Acres of land or 1/2 acre or what?
AND----do you need a buck pasture? Cause for me, when buck kids are 3 mos. old off they go to sale. Do you truly need an exercise buck pasture?
OR---can you 1/2 or 1/3 that acreage and make small paddocks to rotational graze the goats?
So many questions, I wish I could see the land..LOL-----AND goats love browse, so don't be bush hogging or anything, put up a fence and send them out.....goats clear land. They will eat that land clear for you first then you can decide.
How often do you trim? I do have a very rocky area near the barn that they spend some time in, I'm sure that helps a lot.

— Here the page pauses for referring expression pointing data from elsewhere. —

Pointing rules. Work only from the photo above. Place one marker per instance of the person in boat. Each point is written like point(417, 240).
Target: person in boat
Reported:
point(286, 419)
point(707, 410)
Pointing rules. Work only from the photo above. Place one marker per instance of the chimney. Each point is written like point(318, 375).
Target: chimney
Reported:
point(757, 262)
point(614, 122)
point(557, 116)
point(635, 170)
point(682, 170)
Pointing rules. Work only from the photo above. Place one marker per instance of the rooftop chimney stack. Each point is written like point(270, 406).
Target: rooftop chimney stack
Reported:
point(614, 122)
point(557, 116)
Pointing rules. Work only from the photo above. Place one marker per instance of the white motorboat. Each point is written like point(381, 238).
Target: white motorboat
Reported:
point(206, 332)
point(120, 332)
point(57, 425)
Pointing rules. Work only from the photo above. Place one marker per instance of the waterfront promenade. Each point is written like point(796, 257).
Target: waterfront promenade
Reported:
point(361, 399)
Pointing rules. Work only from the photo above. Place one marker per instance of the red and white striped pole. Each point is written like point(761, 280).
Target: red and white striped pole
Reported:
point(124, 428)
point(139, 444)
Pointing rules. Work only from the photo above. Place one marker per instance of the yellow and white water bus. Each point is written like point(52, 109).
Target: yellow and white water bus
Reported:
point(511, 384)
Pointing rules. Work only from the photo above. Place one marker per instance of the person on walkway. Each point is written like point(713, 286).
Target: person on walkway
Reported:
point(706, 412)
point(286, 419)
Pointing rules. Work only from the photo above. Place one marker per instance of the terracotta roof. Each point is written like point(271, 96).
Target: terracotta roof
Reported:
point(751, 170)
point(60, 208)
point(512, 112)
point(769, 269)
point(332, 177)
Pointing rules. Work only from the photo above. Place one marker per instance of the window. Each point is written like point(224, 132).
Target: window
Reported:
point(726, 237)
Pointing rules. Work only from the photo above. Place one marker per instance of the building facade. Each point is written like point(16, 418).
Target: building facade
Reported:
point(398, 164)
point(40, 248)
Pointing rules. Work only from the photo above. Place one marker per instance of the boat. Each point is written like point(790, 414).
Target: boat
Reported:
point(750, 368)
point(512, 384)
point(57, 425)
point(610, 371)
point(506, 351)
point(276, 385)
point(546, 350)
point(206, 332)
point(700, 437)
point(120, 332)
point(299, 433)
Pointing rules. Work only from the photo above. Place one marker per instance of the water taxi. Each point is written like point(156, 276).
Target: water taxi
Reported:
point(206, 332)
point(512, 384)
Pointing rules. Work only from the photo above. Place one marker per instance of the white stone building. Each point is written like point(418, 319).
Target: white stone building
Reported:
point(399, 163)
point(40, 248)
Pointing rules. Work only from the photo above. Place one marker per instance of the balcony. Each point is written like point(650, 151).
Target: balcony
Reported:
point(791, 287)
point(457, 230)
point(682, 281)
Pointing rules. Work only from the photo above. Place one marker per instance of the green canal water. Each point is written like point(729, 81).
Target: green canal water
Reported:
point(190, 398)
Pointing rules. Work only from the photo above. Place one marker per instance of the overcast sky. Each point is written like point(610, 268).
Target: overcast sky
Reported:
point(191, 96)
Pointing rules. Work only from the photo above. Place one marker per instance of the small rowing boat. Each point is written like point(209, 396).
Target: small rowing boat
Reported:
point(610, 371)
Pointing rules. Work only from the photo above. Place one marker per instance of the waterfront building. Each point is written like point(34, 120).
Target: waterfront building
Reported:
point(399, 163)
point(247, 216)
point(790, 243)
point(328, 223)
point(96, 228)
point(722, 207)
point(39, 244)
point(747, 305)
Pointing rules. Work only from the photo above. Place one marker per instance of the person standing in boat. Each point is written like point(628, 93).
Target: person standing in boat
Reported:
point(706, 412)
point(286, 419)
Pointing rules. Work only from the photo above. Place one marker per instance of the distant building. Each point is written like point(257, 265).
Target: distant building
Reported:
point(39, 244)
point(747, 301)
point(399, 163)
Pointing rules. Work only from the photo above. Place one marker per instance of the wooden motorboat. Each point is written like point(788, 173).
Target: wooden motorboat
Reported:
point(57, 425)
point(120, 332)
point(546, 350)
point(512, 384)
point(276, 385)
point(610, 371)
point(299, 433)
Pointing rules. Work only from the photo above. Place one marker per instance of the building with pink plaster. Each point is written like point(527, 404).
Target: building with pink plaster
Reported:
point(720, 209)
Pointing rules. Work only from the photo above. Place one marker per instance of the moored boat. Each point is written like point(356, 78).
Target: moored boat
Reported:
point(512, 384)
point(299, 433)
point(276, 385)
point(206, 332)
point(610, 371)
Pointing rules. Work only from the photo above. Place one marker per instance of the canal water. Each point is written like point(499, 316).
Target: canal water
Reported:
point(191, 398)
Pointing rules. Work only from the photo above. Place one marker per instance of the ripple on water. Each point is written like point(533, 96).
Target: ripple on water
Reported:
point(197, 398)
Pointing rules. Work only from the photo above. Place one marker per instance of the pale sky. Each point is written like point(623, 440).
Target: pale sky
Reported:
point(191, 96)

As for the pasture....it is a roughly triangular shape with the point cut off, and it is in this point, farthest from the barn and house, that there is a big mound and a large oak tree, and surrounded by woods on two sides. A nice mix of sun and shade. I have maybe 1.5 acres in this pasture, and I could divide this end off any way I'd like. I am only thinking buck pasture if I decide I need to keep a buck. I'd like to avoid it, but there are so few goats here that I'd like to breed to, that I may just have to keep my own. I do plan to sell the bucklings asap.

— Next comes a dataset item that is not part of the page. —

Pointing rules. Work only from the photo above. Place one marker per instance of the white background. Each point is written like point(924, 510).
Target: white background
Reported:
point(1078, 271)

This is all pretty knew to me, but I am liking it so far! The pasture was made for a horse, so it was cleared pretty thoroughly. I do have some woods, not much, but some, that I may eventually utilize, but it is not fenced and would be too expensive to do so. We have coyote problems here, and they have very little fear of humans.
Since I am changing gears from equine to caprine, I may just plant the end with leafy annuals. The goats aren't interested much in the brush that is growing on the mound, maybe because last year they mostly hung out with the horse, never straying far from her side. So we will see if this summer they take out, at least, the multiflora and the raspberries.

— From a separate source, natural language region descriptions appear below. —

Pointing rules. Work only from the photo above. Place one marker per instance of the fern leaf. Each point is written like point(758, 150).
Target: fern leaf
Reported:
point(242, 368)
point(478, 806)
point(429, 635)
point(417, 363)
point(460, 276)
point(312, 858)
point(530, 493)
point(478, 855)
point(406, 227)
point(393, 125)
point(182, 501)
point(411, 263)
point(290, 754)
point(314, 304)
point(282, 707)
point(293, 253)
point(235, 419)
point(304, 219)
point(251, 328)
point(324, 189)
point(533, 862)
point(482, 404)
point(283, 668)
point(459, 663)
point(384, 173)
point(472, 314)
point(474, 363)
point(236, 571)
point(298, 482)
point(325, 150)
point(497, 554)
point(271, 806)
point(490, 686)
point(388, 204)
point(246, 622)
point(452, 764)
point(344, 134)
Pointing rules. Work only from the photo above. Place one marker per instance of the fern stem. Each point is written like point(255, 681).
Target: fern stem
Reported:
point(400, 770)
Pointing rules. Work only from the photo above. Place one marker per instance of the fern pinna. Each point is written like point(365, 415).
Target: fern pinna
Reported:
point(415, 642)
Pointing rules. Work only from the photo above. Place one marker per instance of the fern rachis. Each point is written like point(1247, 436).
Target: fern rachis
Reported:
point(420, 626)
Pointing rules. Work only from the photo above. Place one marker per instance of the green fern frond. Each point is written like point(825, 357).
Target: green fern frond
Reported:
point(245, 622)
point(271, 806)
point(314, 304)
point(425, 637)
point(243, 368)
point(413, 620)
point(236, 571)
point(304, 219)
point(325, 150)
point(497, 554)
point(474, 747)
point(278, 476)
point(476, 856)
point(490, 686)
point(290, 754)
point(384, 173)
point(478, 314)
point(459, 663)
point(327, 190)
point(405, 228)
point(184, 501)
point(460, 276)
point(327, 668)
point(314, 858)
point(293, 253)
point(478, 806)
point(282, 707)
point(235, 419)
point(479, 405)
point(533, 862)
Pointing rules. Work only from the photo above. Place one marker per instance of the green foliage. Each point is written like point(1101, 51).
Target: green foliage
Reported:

My first two pets cleared a LOT of brush for me, it was amazing. The pasture is much bigger now, with all brushy areas cleared and now growing grass!
Do you think I should be rotational grazing the goats? I have a good supply of new electric tape fencing that I could use with step-in posts to divide up the pasture. I plan on mowing with my scythe and getting a little hay from it, too. Lots of goldenrod that they only eat when I cut and dry it. I brought it in for bedding last summer, and they stayed in for a week and ate it! Silly goats! This year it will not be bedding, but will be stored in the hay storage area for winter feeding. And cut earlier when more tender and less woody.